Does anyone know how to get Lightroom to display the current file size in the Library grid cell, please? Even though my TIFFs are hudreds of MBs in size, Lightroom will only show the original RAW file size.

Thanks.


----------



## Mick Seymour (Dec 4, 2007)

There isn't a view option for file size. Is the Megapixels option any good to you?


----------



## 82.5FM (Dec 4, 2007)

If a TIFF is 5'' MB, and the 'Megapixels' tag says 17.2 MB (the original file size), it doesn't provide a lot of useful info for me. And as a DAM tool I should be able to see what current disk space it's taking up. If I want to know what the original file size was I can go and look back at the RAW file. See what I mean?


----------



## Mick Seymour (Dec 5, 2007)

For now, you can use the file size reported in the Metatdata pane.

Why not log your wish as a feature request with Adobe?


----------



## Victoria Bampton (Dec 5, 2007)

Feature request page is here: http://www.adobe.com/cfusion/mmform/index.cfm?name=wishform


----------



## 82.5FM (Dec 6, 2007)

Thanks. After I asked about it, I thought about putting in a feature request.
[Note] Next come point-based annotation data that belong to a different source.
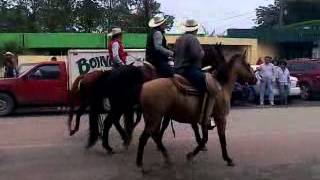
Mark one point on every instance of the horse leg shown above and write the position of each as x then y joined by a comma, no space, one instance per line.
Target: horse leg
129,124
93,129
164,126
142,143
152,125
116,121
202,143
112,118
139,116
196,131
79,113
157,139
105,137
221,126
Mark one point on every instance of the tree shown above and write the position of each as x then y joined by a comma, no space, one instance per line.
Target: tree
268,16
89,15
77,15
291,11
57,15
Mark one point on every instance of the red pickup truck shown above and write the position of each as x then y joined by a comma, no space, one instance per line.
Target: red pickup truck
43,84
47,83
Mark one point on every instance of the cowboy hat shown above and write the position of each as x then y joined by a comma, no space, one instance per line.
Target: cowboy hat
8,54
156,21
190,25
115,31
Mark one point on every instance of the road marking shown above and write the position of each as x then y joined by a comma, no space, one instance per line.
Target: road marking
31,146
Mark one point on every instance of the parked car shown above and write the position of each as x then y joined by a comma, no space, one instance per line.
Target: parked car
308,74
48,83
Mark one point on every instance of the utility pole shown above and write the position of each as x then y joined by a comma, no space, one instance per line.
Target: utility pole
282,4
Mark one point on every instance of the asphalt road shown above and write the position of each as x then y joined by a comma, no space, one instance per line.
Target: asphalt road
265,143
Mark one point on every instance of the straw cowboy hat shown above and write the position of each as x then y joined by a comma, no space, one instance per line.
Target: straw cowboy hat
190,25
115,31
157,21
8,54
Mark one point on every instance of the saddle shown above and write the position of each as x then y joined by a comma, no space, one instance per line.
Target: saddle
184,85
186,88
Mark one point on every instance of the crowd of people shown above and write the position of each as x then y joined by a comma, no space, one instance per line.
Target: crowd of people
188,55
269,75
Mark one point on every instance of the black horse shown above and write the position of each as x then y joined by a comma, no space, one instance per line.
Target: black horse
122,88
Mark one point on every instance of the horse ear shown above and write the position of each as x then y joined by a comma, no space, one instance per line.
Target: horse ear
245,53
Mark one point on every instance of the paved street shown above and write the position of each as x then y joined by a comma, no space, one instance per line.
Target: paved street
265,143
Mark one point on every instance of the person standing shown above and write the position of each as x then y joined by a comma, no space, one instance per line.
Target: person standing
10,65
54,58
157,52
283,81
117,54
267,72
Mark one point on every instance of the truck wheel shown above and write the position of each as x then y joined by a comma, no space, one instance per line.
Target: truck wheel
6,104
305,92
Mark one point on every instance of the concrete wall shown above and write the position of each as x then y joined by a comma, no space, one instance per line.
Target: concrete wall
267,50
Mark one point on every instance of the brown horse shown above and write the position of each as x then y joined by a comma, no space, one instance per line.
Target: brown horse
79,94
161,97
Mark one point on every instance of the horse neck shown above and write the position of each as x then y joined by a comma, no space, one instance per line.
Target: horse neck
232,74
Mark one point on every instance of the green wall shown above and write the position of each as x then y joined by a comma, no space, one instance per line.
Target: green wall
16,38
69,40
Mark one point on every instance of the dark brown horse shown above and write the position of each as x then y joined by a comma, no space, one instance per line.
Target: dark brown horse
79,95
161,97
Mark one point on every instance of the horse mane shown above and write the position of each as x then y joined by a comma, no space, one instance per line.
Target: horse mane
233,60
219,63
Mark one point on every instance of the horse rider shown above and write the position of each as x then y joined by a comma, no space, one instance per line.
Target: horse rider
157,52
10,65
188,62
117,54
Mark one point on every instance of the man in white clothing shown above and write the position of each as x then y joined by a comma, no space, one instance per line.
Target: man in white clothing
283,81
267,73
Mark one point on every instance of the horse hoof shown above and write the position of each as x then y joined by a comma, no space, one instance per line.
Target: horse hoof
210,127
168,162
111,152
72,132
231,164
189,156
204,149
108,149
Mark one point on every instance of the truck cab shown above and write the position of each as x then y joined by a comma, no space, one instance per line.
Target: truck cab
42,84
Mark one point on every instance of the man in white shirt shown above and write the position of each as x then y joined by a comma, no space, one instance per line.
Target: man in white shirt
283,81
267,72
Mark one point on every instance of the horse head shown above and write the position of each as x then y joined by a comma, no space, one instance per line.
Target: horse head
239,67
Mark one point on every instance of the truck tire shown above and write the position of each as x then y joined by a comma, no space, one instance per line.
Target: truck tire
6,104
306,93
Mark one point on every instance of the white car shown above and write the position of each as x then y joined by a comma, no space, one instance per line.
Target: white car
294,88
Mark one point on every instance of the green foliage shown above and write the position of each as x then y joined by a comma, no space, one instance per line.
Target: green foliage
294,11
77,15
12,47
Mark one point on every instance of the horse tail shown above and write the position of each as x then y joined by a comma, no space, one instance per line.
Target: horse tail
173,130
73,96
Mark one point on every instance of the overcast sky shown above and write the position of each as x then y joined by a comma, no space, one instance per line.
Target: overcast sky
217,15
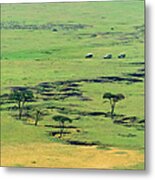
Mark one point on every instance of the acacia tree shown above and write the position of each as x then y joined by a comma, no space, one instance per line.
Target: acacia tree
113,99
38,113
21,96
62,120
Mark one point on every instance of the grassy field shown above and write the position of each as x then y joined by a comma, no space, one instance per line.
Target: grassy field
43,48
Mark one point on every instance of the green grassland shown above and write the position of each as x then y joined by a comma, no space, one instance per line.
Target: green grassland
46,44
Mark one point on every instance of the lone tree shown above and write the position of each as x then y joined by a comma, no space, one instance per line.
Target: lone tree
62,120
20,96
38,113
113,99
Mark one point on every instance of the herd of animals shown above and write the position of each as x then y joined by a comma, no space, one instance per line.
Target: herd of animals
107,56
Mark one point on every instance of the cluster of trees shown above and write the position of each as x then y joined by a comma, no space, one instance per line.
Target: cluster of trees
21,96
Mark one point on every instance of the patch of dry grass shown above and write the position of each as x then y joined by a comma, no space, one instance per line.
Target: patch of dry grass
53,155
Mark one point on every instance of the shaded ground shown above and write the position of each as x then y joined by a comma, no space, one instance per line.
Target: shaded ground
54,155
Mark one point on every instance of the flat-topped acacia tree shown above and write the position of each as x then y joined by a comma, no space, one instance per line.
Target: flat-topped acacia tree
21,96
113,99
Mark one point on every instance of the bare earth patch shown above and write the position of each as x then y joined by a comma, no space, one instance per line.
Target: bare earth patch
54,155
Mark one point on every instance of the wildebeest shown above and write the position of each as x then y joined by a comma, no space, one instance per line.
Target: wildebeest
89,55
108,56
121,56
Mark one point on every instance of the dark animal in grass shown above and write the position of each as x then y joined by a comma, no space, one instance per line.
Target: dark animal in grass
113,99
62,120
108,56
121,56
89,55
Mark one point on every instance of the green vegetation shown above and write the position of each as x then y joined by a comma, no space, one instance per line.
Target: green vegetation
113,99
45,74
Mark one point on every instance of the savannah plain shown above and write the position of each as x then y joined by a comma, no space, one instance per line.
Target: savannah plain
43,48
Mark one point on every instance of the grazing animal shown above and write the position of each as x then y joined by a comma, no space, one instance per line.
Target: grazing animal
89,55
121,56
108,56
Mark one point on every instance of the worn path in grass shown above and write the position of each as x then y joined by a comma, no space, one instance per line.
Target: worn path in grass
56,155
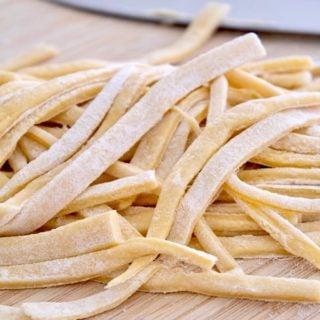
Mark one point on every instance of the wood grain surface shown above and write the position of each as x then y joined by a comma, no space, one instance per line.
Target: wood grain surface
85,35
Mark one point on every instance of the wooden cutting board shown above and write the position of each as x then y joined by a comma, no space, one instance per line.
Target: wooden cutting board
85,35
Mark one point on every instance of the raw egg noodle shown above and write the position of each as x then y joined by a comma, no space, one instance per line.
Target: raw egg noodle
157,175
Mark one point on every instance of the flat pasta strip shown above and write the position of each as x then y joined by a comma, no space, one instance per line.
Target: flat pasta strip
152,146
278,158
299,143
211,243
220,223
174,186
232,285
17,160
196,34
30,148
91,305
13,86
240,78
240,95
291,80
114,190
73,139
84,236
229,158
68,117
90,265
218,99
136,86
291,238
41,136
281,175
273,199
178,142
14,108
106,150
249,246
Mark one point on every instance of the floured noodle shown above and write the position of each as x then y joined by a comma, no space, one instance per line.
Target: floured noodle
146,176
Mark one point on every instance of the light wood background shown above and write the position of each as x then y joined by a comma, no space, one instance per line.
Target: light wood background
85,35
About looking up the file size in the metadata pane, I've got no info on file size showing up there, just 'Dimensions' and 'Cropped.'


----------



## Mick Seymour (Dec 6, 2007)

82.5FM said:


> About looking up the file size in the metadata pane, I've got no info on file size showing up there, just 'Dimensions' and 'Cropped.'



You will find the file size on the 'All' metadata preset, selectable from the drop down list to the left of the 'Metadata' pane heading.


----------



## 82.5FM (Dec 6, 2007)

Sweet! Found it. Thanks very much.


----------